Une autre de ces forces est la révolution. Ce point est abordé dans la deuxième partie de votre question ; quel rôle peuvent avoir les inégalités de revenus et de richesse dans les révolutions ? Je pense que les inégalités ne sont jamais suffisantes pour expliquer une révolution mais qu’il s’agit là toujours d’une condition permettant l'émergence d'un conflit social ou d'une révolution. Si vous considérez les quatre grandes révolutions de l’ère moderne, française, russe, chinoise, et iranienne, les inégalités ont joué un rôle dans chacune d’entre elles. Il y avait, bien sûr, d’autres revendications et des contextes spécifiques dans chaque révolution, mais toujours un élément relatif aux inégalités de richesse. La révolte contre la noblesse et le clergé en 1780, la nationalisation des terres de l’église, n’étaient pas différentes des saisies spontanées des terres de la noblesse par les paysans russes 150 ans plus tard. De la même façon, le principal soutien des communistes chinois venait des paysans pauvres et de ceux dont la vie et la fortune avaient été détruites par les gouvernements républicains des années 30. Puis, dans le cas de la révolution iranienne, un des éléments déclencheurs a été le contraste flagrant entre une accumulation de richesse, surtout après le quadruplement des prix du pétrole en 1973, le style de vie de l’élite Pahlavi et la pauvreté persistante du prolétariat urbain et paysan. 

Mais je ne prétends pas que les inégalités ont suffi à elles seules dans le cas de ces révolutions. Il existait d’autres éléments,dont l’idéologie et la qualité des partis politiques. Cela est évident: la recherche de l’égalité de statuts était un moteur de la révolution française, le marxisme pour les révolutions russe et chinoise, l’Islam dans le cas de l’Iran. Mais si nous unifions la superstructure et l’infrastructure de Marx, alors les griefs et l’idéologie trouvent un support actif, nécessaire à la victoire, dans les conditions de vie réelles de la population, et parmi lesquelles les inégalités et la pauvreté sont les plus importantes.

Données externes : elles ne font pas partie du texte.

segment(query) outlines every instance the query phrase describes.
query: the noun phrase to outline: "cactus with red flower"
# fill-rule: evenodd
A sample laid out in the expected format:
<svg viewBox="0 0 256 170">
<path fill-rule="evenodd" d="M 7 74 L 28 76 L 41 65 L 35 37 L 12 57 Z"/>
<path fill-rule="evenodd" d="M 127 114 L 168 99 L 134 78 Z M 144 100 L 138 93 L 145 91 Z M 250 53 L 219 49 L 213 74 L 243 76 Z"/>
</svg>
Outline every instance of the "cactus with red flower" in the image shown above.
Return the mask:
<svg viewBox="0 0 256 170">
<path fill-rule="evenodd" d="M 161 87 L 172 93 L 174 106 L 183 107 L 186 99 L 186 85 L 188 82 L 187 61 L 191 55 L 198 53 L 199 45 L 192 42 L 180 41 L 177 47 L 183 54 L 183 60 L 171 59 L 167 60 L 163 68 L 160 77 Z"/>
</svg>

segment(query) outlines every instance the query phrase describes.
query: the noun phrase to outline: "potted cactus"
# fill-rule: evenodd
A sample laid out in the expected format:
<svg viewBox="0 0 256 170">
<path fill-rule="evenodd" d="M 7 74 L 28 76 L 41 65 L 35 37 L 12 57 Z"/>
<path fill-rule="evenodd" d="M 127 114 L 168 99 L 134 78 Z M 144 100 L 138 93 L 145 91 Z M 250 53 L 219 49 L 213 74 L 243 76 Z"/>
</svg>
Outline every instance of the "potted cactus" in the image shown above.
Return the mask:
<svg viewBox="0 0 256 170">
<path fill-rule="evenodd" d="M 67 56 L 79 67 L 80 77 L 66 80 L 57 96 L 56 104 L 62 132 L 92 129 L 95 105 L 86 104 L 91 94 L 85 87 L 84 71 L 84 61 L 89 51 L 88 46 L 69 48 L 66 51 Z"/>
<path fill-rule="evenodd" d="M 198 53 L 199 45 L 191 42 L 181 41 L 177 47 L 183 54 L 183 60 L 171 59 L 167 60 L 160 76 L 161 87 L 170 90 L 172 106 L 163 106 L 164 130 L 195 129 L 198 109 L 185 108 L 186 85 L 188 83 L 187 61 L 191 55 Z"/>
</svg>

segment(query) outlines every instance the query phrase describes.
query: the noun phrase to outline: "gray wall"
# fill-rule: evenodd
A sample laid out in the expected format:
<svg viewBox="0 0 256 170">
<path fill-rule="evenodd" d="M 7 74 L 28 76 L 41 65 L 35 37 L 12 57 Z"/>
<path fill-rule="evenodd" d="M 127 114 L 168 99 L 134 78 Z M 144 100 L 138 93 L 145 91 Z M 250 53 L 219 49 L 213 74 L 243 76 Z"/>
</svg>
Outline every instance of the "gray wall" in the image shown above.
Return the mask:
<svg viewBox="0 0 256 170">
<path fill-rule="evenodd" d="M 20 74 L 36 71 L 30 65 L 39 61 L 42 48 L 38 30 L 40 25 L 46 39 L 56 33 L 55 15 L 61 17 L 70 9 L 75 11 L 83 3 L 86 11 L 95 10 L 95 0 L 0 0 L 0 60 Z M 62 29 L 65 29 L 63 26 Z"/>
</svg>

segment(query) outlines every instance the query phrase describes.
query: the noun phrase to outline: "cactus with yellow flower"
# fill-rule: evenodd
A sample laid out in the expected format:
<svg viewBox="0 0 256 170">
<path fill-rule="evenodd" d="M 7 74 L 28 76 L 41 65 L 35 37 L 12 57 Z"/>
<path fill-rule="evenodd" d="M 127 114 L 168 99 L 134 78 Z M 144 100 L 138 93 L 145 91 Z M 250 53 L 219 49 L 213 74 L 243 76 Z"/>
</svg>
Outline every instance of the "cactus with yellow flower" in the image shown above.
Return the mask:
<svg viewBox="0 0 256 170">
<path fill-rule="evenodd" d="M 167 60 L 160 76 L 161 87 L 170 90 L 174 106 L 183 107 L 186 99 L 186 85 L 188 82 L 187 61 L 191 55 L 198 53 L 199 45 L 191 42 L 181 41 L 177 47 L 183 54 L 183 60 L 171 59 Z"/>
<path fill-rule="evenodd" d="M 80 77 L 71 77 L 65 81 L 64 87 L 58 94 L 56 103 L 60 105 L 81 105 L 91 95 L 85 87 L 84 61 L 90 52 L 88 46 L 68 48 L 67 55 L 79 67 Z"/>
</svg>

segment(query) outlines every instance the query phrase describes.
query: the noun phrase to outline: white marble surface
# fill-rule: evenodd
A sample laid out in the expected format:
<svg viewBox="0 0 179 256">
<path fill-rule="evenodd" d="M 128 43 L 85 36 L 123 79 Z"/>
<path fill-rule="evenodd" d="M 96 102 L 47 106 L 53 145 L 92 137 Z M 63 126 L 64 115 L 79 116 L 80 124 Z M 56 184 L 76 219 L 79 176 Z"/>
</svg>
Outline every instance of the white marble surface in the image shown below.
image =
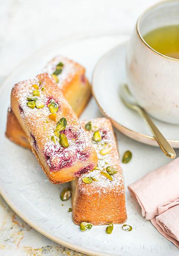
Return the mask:
<svg viewBox="0 0 179 256">
<path fill-rule="evenodd" d="M 139 15 L 156 2 L 0 0 L 0 81 L 26 57 L 64 37 L 130 32 Z M 1 198 L 0 256 L 12 255 L 81 254 L 31 228 Z"/>
</svg>

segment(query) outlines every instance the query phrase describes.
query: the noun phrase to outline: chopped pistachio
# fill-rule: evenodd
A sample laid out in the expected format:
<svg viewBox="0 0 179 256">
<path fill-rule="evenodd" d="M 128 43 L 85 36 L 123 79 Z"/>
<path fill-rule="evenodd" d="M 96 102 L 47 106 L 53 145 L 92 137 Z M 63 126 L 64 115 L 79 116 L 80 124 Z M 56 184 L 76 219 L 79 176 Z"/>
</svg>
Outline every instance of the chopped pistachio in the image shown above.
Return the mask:
<svg viewBox="0 0 179 256">
<path fill-rule="evenodd" d="M 38 90 L 34 90 L 32 93 L 35 96 L 40 96 L 40 91 Z"/>
<path fill-rule="evenodd" d="M 56 75 L 52 75 L 52 76 L 53 77 L 53 79 L 55 80 L 55 82 L 57 83 L 59 81 L 58 80 L 58 77 Z"/>
<path fill-rule="evenodd" d="M 60 144 L 65 148 L 68 148 L 69 145 L 68 139 L 64 134 L 60 134 Z"/>
<path fill-rule="evenodd" d="M 38 98 L 37 97 L 34 97 L 33 96 L 29 96 L 27 97 L 27 99 L 28 101 L 32 101 L 33 100 L 35 100 L 36 101 L 38 99 Z"/>
<path fill-rule="evenodd" d="M 58 75 L 60 75 L 62 71 L 62 69 L 60 67 L 57 67 L 57 68 L 55 70 L 55 71 L 53 73 L 53 75 L 55 75 L 56 76 L 58 76 Z"/>
<path fill-rule="evenodd" d="M 71 195 L 72 192 L 70 188 L 65 188 L 60 194 L 60 198 L 62 201 L 67 201 Z"/>
<path fill-rule="evenodd" d="M 54 135 L 52 136 L 51 140 L 55 143 L 55 144 L 56 144 L 56 140 Z"/>
<path fill-rule="evenodd" d="M 52 113 L 56 113 L 58 110 L 58 104 L 55 102 L 51 102 L 48 104 L 48 107 L 50 112 Z"/>
<path fill-rule="evenodd" d="M 132 227 L 130 225 L 127 225 L 127 224 L 124 224 L 123 226 L 122 227 L 122 228 L 123 230 L 125 231 L 131 231 L 133 230 Z"/>
<path fill-rule="evenodd" d="M 102 156 L 105 156 L 105 155 L 109 154 L 110 152 L 112 150 L 112 148 L 104 148 L 101 149 L 100 151 L 100 154 Z"/>
<path fill-rule="evenodd" d="M 84 183 L 87 184 L 90 184 L 92 182 L 92 180 L 91 177 L 84 177 L 82 178 L 82 180 Z"/>
<path fill-rule="evenodd" d="M 90 222 L 82 221 L 80 223 L 80 228 L 81 231 L 86 231 L 90 230 L 92 227 L 92 224 Z"/>
<path fill-rule="evenodd" d="M 113 224 L 111 222 L 109 223 L 106 229 L 106 233 L 107 234 L 111 234 L 113 228 Z"/>
<path fill-rule="evenodd" d="M 100 133 L 98 131 L 95 131 L 92 137 L 92 140 L 96 142 L 98 142 L 101 140 L 101 136 Z"/>
<path fill-rule="evenodd" d="M 58 131 L 54 131 L 54 134 L 58 138 L 60 137 L 60 133 Z"/>
<path fill-rule="evenodd" d="M 38 108 L 42 108 L 44 106 L 44 104 L 39 99 L 35 102 L 35 107 Z"/>
<path fill-rule="evenodd" d="M 59 66 L 59 67 L 64 67 L 64 64 L 62 63 L 62 62 L 61 62 L 61 61 L 60 62 L 59 62 L 58 63 L 58 64 L 57 64 L 57 67 Z"/>
<path fill-rule="evenodd" d="M 56 113 L 52 113 L 52 114 L 50 114 L 50 115 L 49 115 L 49 117 L 51 121 L 56 122 L 56 119 L 57 119 L 57 114 Z"/>
<path fill-rule="evenodd" d="M 129 150 L 126 151 L 122 157 L 122 163 L 127 163 L 131 159 L 132 157 L 132 153 Z"/>
<path fill-rule="evenodd" d="M 100 172 L 100 173 L 103 176 L 105 176 L 109 180 L 111 180 L 111 181 L 113 180 L 112 177 L 110 174 L 109 174 L 109 173 L 107 173 L 107 172 L 103 172 L 103 171 L 102 171 L 101 172 Z"/>
<path fill-rule="evenodd" d="M 64 117 L 62 117 L 57 123 L 55 131 L 63 131 L 66 128 L 66 124 L 67 122 L 66 119 Z"/>
<path fill-rule="evenodd" d="M 32 101 L 27 102 L 27 105 L 31 108 L 34 108 L 35 107 L 35 100 L 33 100 Z"/>
<path fill-rule="evenodd" d="M 35 89 L 39 89 L 39 86 L 37 84 L 33 84 L 32 87 L 33 87 Z"/>
<path fill-rule="evenodd" d="M 85 125 L 85 129 L 88 131 L 91 131 L 92 128 L 92 125 L 91 122 L 89 122 Z"/>
<path fill-rule="evenodd" d="M 98 180 L 95 177 L 92 177 L 92 180 L 93 181 L 98 181 Z"/>
<path fill-rule="evenodd" d="M 114 175 L 114 174 L 117 173 L 118 172 L 117 171 L 111 166 L 107 166 L 106 167 L 106 171 L 110 175 Z"/>
</svg>

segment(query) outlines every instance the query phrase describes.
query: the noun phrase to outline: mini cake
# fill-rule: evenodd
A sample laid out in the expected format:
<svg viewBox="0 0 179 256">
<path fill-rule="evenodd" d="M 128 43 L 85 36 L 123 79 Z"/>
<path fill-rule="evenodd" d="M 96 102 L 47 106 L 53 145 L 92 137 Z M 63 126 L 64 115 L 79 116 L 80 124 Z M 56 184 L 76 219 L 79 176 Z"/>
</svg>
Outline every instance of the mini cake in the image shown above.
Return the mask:
<svg viewBox="0 0 179 256">
<path fill-rule="evenodd" d="M 6 136 L 16 144 L 31 149 L 28 137 L 22 128 L 11 108 L 8 110 Z"/>
<path fill-rule="evenodd" d="M 85 69 L 73 61 L 58 55 L 48 62 L 43 72 L 52 75 L 65 98 L 79 116 L 91 95 Z"/>
<path fill-rule="evenodd" d="M 58 64 L 60 66 L 57 69 Z M 90 84 L 85 76 L 85 69 L 73 61 L 59 55 L 47 63 L 44 71 L 51 74 L 58 82 L 66 99 L 79 116 L 91 96 Z M 26 135 L 10 108 L 8 112 L 6 135 L 13 142 L 31 148 Z"/>
<path fill-rule="evenodd" d="M 44 73 L 15 84 L 11 103 L 52 182 L 72 180 L 96 166 L 91 142 L 50 75 Z"/>
<path fill-rule="evenodd" d="M 124 185 L 111 123 L 101 118 L 81 124 L 98 160 L 94 169 L 71 182 L 73 221 L 77 224 L 123 223 L 127 218 Z"/>
</svg>

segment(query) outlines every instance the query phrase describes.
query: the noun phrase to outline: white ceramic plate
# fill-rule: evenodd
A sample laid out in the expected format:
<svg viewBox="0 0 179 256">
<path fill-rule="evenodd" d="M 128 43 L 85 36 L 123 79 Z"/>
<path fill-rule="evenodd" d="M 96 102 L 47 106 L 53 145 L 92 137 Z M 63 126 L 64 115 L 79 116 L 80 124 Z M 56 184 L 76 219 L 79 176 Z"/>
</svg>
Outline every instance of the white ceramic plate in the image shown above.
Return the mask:
<svg viewBox="0 0 179 256">
<path fill-rule="evenodd" d="M 119 96 L 120 87 L 126 83 L 124 42 L 110 50 L 98 61 L 92 79 L 93 96 L 101 112 L 126 135 L 141 142 L 158 146 L 144 119 L 135 111 L 125 106 Z M 152 118 L 175 148 L 179 148 L 179 125 Z"/>
<path fill-rule="evenodd" d="M 127 223 L 133 226 L 132 232 L 124 231 L 121 225 L 115 225 L 111 235 L 106 234 L 106 226 L 93 227 L 88 232 L 80 231 L 72 222 L 71 213 L 67 211 L 70 201 L 62 202 L 59 198 L 61 191 L 67 185 L 51 184 L 31 152 L 4 136 L 10 93 L 14 83 L 35 76 L 47 60 L 58 53 L 84 64 L 90 77 L 99 58 L 126 39 L 126 36 L 108 35 L 61 41 L 29 58 L 9 76 L 0 93 L 0 192 L 12 209 L 34 228 L 75 250 L 98 256 L 176 256 L 178 249 L 159 233 L 149 221 L 141 217 L 139 207 L 127 189 Z M 100 116 L 92 99 L 81 118 Z M 133 154 L 131 162 L 122 166 L 126 188 L 127 184 L 169 161 L 159 148 L 131 140 L 118 131 L 116 134 L 121 154 L 127 149 Z"/>
</svg>

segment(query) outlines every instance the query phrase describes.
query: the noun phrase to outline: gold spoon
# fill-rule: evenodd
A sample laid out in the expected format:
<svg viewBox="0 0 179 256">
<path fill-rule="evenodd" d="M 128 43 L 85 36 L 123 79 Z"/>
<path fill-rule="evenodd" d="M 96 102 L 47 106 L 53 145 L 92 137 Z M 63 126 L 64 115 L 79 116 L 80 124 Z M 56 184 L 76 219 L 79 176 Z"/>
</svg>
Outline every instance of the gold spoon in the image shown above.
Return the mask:
<svg viewBox="0 0 179 256">
<path fill-rule="evenodd" d="M 121 87 L 120 97 L 127 107 L 137 111 L 144 119 L 157 143 L 167 157 L 170 158 L 174 158 L 176 153 L 173 148 L 158 130 L 146 111 L 139 105 L 136 99 L 131 94 L 127 84 L 124 84 Z"/>
</svg>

Je vais conclure en utilisant un support inattendu. L’été dernier, j’ai lu les "Mémoires d’outre-tombe" de Chateaubriand. Chateaubriand était un royaliste, réactionnaire et un opposant à la révolution. Mais il était surtout un homme intelligent.Il était clair pour lui, en écrivant dans les années 1830, que l’ancien régime ne pouvait être restauré et que la raison pour laquelle il ne pouvait être restauré était que l’éducation et une moindre dépendance à la religion rendait la population incapable de tolérer les niveaux d’inégalités qui existaient avant 1789. Voici Chateaubriand :

"La trop grande disproportion de conditions et des fortunes a pu se supporter tant qu’elle a été cachée. Mais aussitôt que cette disproportion a été généralement aperçue, le coup mortel a été porté.  Recommencez, si vous le pouvez, les fictions aristocratiques ; essayez de persuader le pauvre, lorsqu’il saura lire et ne croira plus, lorsqu’il possèdera la même instruction que vous, essayez de le persuader qu’il doit se soumettre à toutes les privations tandis que son voisin possède mille fois le superflu. "

Alors oui, il est possible de conserver des inégalités élevées dans des conditions de large apathie, de peur et d’ignorance, mais lorsque ces conditions s’éteignent, les inégalités deviennent une force qui permet la révolution. 

Nous n’en sommes pas là aujourd’hui principalement parce que le système démocratique fonctionne encore comme un conduit au travers duquel peuvent s’exprimer les griefs et parce que nous manquons d’une autre idéologie que le capitalisme. Mais au moment où les institutions démocratiques commencent à faiblir et ou d’autres idéologies commencent à apparaitre, nous ne pouvons pas, je pense, exclure la possibilité d’une autre convulsion, si les inégalités de revenus et de richesse continuent de croître.

Branko Milanovic est l'auteur d'Inégalités Mondiales, Le destin des classes moyennes, les ultra-riches et l'égalité des chances, paru aux éditions La Découverte, en février 2019.